3. Transformer Models and Local Attention

Transformer is the first sequence transduction model that relies entirely on the attention mechanism. Unlike RNN [25] and LSTM [26], Transformer [27] uses multi-headed self-attention instead of recurrent layers in encoder-decoder architecture. Thanks to the absence of recurrent layers, the Transformer does not need to face the risk of gradient disappearance and gradient explosion, and it can process the entire sequence and learn the relationship between API calls. Using the Transformer Encoder–Decoder model takes less time to train than the LSTM model, and it is more stable [28]. MalBERT [29] first utilizes the pre-trained Transformer to process and detect malware, and experiments demonstrate that the Bert-based model can achieve high accuracy for malware classification.
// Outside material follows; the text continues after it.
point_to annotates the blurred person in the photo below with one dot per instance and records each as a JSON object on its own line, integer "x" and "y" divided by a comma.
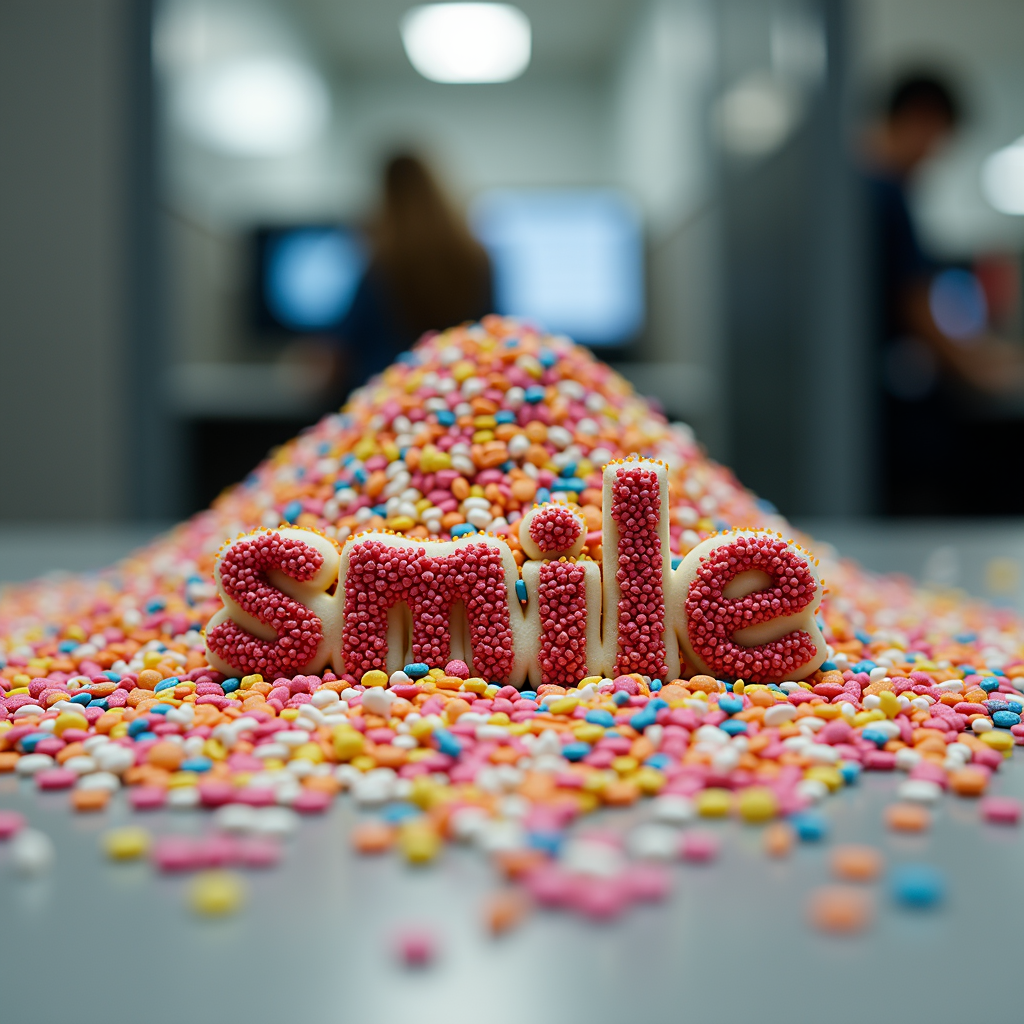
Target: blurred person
{"x": 936, "y": 458}
{"x": 426, "y": 271}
Transformer architecture delivers a good design of attention mechanisms; some work employs another attention module to capture the information. Yang [30] proposes to capture features from binary files using stacked CNNs and assembly files via triangular attention and then fuse all features via cross-attention. Their experimental results show that the method can extract both global and local features to improve the detection of malware variants effectively. Moreover, the local attention mechanism is very popular and effective in processing local features. Ma [31] points out that the mutual result of both global and local attention is useful to capture semantics and generate the most informative and discriminative features for text classification.

4. Training Strategies

Generally, benefiting from sufficient data, convolutional networks are always trained offline. Thus, researchers favor taking advantage of and developing better training methods that can not only promote the performance of the model but also have no inference cost increase. Inspired by [32], thwe researchers ccall this kind of method a “bag of freebies”. Strategies like data augmentation [33], hard negative example mining [34], online hard example mining [35], two-stage object detectors, and objective function designing [36], to name a few, are commonly used in computer vision and natural language processing (NLP). In malware classification, Hwang [37] designs a two-stage detection method to protect the victims by employing random forest to control false negative error rates in the second stage under low false positive rates delivered by the first stage using the Markov chain model. Baek [38] employs static analysis and dynamic analysis in different stages; static analysis in the first stage is used to classify malware and benign files. After that, they further employ dynamic analysis in the second stage to classify malware from the benign files in stage one to lower the false detection rate and reduce the malware misclassification in stage one. The results show that a two-stage scheme can perform better than a single static analysis or dynamic analysis. Although these strategies can better improve the detection rate, current research lacks consideration of the representation of malware and detection speed performance.